Cyber insurance needs to keep up with evolving threat landscape

Cyber insurance needs to keep up with evolving threat landscape | Insurance Business

Cyber insurance needs to keep up with evolving threat landscape
Organisations are being encouraged to ensure that their cyber insurance policies cover new social engineering email attacks, IT Brief reported.

According to a new research by email and data security firm Mimecast, 45 per cent of cyber-insured organisations are unsure if their policies are fully up to date to cover the ever-evolving threat landscape. Mimecast warns that this leaves firms vulnerable to taking the full financial brunt of cyber-attacks.

The research also shows that only 43 per cent of firms with cyber insurance are confident that their policies would pay out for whaling (CEO fraud) financial transactions; while firms that don’t have cyber insurance are at 64 per cent.

Mimecast says the rise of whaling has created an attack climate where many organisations with cyber insurance may not be protected from fraudulent transactions because it’s not covered in the policies they originally signed.

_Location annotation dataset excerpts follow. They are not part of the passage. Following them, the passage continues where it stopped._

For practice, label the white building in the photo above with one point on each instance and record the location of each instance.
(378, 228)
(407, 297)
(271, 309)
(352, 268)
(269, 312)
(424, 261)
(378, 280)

The research also reveals that organisations that have seen an increase in untargeted phishing emails are at 58 per cent; in targeted phishing attacks, 65 per cent; and in phishing attacks, 65 per cent.

“Cyber insurance uptake is growing quickly but a lack of employee training on the latest email attacks is leaving organisations at great risk of breaking policy terms,” says Nicholas Lennon, country manager ANZ, Mimecast.

“While insurers often pay for clean-up fees after a breach, it is important that organisations check that their policies protect them if an employee is tricked into sending a large amount of money to a fraudulent account,” he explains.

“Attacks where employees are tricked into sending personal data or intellectual property are even less likely to be fully covered.”

"With the cybersecurity landscape constantly evolving, cyber insurers will have great difficulty keeping their coverage up-to-date,” Lennon says.

“A comprehensive cyber resilience strategy is only effective alongside regular employee training on the latest threats combined with appropriate technology fail safes.”